Reading this, you might be inclined to conclude that studying ancient scriptures forms an integral part of Ahba’s teachings—but you would be wrong. Although the Pali suttas and Abhidhamma are a good and trustworthy source when it comes to the dharma, reading them with the desire to gain insight might not work out the way you hope. From the very beginning, Ahba has always placed the entire emphasis of his teachings on the practice of meditation above all else, specifically on the development of concentration, or samadhi.

Looking at the suttas, one will see the Buddha teaching the same thing. Have you ever read a sutta in which the Buddha gave a disciple the advice to go sit under a tree and study? I haven’t. On the contrary, the Buddha repeatedly and ardently tells his disciples to go meditate:

“These are the feet of trees, bhikkhus, these are empty huts. Meditate, bhikkhus, do not be negligent, lest you regret it later. This is my instruction to you.” (Saṁyutta Nikāya 35:145)

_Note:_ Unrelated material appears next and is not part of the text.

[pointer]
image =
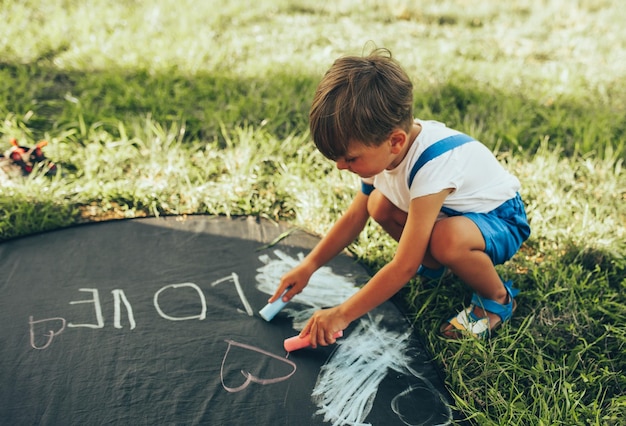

Of course, the Buddha gave discourses on more than just meditation, but contrary to our picking up a book or sutta of our own choosing, the Buddha was able to see exactly what his audience needed and adapt his teaching accordingly. So when the Buddha taught the dharma, it was always just right and always with the invitation to see for ourselves (often said as “ehipassiko,” which literally means “come and see for yourself”). And as one might infer, seeing for yourself does not mean reading, it means developing concentration:

“For a person whose mind is concentrated, it is not necessary to think ‘May I know and see things as they really are.’ It is the nature of things that a person whose mind is concentrated knows and sees things as they really are.” (Aṅguttara Nikāya 11:2)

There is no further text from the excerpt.